As expected, the USD/JPY has continued to represent the risk on versus run to safety sentiments. The latest announcements of Iran standing down and the US not escalating have been the cause for a US Dollar's recovery against the Yen.
By the middle of Thursday's London trading hours, the pair had reached the resistance of a monthly pivot point at 109.47.
In the meantime, the rate was approaching the resistance of the 2018 and 2019 high level trend line.
Meanwhile, next week's scheduled event historical data tables have been published. Click on the link below to read the article.
USD/JPY short-term daily review
Yesterday, the USD/JPY currency pair skyrocketed to the weekly R1 at 109.17. During Thursday morning, the pair raised to the monthly R1 at 109.47.From a theoretical point of view, it is likely that the exchange rate could reverse south from the upper boundary of the long-term descending channel at 109.60. In this case the rate could decline to the support formed by the 55– and 200-hour SMAs at 108.70.
On the other hand, the US Dollar could trade sideways against the Japanese Yen in the short run, as the currency pair could gain support of the weekly R1. Also, it is unlikely that the pair could breach the given channel north due to the resistance level—the Fibo 50.00% at 109.58.
Hourly Chart
As it was stated on Wednesday, the rate ignored all of the technical levels.
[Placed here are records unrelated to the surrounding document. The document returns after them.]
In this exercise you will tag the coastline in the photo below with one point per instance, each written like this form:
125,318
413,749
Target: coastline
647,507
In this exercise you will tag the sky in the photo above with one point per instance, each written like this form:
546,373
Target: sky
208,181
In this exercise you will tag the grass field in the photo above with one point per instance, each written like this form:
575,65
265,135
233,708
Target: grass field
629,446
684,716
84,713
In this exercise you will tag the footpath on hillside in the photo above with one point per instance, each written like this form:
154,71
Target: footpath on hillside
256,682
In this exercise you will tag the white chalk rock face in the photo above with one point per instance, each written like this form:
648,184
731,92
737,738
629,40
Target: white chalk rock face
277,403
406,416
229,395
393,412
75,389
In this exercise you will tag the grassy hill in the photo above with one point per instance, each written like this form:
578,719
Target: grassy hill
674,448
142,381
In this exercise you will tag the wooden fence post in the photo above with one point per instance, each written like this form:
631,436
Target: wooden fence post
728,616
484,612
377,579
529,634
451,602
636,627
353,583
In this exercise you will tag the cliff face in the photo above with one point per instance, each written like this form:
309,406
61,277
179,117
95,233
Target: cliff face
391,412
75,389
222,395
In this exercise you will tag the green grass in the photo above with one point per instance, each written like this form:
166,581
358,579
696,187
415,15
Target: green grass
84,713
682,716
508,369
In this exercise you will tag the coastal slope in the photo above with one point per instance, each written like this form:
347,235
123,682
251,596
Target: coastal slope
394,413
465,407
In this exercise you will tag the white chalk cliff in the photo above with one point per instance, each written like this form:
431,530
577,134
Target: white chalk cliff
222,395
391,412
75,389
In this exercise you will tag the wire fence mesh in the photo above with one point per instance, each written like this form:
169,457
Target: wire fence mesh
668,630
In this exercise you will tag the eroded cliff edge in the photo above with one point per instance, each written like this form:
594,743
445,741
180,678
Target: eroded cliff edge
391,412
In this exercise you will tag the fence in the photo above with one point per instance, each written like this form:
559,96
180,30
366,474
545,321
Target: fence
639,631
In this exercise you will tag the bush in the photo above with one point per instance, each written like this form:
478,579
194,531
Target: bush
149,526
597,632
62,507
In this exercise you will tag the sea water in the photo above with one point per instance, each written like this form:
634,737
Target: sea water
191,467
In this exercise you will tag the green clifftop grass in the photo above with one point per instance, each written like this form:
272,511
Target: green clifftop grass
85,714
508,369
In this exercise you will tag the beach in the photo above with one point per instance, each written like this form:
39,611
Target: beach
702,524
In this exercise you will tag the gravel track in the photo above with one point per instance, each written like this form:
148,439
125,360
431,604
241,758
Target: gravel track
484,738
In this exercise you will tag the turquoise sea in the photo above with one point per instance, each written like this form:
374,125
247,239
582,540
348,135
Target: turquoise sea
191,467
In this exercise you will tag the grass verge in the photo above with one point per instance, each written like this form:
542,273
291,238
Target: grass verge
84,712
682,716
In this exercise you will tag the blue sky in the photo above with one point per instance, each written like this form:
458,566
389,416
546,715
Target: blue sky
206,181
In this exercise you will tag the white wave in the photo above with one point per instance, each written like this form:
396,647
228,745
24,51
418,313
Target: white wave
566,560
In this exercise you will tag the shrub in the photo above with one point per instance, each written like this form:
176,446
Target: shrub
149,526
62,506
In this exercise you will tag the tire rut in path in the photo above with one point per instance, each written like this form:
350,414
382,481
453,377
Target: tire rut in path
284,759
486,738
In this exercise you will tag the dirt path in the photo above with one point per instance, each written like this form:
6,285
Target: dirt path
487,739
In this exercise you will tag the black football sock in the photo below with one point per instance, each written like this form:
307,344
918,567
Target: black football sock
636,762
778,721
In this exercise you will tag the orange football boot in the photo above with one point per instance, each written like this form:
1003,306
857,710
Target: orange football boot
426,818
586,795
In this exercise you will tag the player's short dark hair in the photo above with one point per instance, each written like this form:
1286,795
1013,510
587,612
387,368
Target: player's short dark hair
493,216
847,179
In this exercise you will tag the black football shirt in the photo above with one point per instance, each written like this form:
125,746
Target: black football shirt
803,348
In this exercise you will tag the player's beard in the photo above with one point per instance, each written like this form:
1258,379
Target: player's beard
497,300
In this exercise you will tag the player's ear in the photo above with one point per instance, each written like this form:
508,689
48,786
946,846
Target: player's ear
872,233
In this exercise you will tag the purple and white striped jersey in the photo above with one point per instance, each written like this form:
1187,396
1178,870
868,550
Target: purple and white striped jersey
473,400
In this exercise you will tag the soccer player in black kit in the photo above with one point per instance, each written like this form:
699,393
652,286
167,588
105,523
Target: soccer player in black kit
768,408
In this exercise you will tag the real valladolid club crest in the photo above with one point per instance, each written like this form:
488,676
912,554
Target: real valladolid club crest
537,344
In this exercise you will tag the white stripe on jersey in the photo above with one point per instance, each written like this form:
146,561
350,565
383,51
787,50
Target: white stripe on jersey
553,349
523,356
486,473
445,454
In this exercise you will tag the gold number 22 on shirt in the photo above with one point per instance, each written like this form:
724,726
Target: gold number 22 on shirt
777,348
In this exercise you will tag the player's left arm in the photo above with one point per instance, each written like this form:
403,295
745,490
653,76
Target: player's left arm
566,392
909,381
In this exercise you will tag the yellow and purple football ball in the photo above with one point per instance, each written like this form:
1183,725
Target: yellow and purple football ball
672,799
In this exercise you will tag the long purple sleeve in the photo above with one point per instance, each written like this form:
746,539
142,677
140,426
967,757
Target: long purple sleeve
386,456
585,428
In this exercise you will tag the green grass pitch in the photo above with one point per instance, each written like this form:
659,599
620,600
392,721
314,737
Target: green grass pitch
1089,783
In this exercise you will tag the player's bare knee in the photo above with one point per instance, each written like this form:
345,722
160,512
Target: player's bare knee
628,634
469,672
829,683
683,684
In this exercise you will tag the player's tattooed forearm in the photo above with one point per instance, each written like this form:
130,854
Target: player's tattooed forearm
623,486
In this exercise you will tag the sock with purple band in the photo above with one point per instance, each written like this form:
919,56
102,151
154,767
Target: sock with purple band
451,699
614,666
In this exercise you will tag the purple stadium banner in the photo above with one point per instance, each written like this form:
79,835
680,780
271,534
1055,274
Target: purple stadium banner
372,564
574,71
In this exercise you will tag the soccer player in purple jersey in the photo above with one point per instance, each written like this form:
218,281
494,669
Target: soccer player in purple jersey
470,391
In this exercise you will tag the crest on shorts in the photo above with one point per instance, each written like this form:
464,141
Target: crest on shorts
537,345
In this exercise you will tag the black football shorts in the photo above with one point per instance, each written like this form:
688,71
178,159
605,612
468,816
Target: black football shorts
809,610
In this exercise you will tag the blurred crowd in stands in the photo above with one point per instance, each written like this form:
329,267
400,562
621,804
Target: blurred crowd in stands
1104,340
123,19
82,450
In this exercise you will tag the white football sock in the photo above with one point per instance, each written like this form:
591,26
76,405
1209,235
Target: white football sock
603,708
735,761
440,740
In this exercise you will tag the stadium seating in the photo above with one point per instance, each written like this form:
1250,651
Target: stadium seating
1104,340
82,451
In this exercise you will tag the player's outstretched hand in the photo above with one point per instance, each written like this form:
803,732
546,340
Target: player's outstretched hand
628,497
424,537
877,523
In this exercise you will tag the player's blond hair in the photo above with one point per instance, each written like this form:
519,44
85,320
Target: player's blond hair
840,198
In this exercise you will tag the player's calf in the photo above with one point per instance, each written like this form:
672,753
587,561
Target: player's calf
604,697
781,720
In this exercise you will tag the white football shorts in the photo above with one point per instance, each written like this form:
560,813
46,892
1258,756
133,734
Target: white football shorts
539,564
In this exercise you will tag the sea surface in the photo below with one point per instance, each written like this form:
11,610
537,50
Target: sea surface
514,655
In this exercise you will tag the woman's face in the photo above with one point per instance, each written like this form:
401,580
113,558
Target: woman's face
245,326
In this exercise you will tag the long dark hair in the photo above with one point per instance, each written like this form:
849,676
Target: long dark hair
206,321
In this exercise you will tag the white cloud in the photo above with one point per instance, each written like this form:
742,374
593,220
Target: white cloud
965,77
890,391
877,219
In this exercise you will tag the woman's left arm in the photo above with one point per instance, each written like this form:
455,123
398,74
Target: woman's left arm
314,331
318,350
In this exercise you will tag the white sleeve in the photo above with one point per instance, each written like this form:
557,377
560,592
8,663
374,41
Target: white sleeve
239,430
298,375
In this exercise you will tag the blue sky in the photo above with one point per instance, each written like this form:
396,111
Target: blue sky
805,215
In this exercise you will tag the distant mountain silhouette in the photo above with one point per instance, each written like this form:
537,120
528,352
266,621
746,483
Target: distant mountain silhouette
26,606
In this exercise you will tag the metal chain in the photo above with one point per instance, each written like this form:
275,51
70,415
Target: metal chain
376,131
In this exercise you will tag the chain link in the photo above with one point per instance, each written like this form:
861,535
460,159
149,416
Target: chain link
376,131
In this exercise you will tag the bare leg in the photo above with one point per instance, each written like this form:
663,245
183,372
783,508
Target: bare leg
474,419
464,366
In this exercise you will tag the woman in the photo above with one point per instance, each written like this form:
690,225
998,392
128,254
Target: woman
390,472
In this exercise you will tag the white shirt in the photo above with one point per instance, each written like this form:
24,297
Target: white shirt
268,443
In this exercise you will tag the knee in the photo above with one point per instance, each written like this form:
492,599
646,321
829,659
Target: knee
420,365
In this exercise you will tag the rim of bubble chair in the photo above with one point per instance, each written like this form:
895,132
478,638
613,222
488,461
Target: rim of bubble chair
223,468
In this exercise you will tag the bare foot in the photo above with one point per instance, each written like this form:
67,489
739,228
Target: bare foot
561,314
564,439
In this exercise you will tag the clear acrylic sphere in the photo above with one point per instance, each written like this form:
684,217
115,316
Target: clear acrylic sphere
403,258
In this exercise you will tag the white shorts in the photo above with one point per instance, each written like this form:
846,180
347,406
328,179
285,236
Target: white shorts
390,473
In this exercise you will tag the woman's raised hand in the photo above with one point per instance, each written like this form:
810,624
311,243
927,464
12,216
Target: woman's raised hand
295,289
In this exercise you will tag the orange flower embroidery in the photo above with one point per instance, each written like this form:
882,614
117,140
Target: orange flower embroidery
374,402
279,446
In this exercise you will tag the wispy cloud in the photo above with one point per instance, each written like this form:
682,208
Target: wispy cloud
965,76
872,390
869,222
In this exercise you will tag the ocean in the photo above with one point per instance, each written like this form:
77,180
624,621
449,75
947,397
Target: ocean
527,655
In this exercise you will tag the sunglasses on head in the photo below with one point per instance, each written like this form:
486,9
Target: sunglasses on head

The pivot points, simple moving averages and Fibo retracements were ignored during the recent fundamental adjustment, as fundamentals of the recent kind are always above everything else.
Currently, as there are no more news expected, the technical can once more be used for guidance. Namely, on the daily candle chart one can better observe the resistance trend line and the 50.00% Fibonacci retracement level.
Daily chart
On Wednesday, 53% of open USD/JPY position volume on the Swiss Foreign Exchange was in short positions.
By the middle of Thursday, the sentiment was 62% short.
Meanwhile, in the 100-pip range 72% of pending orders were to sell and 28% were to buy.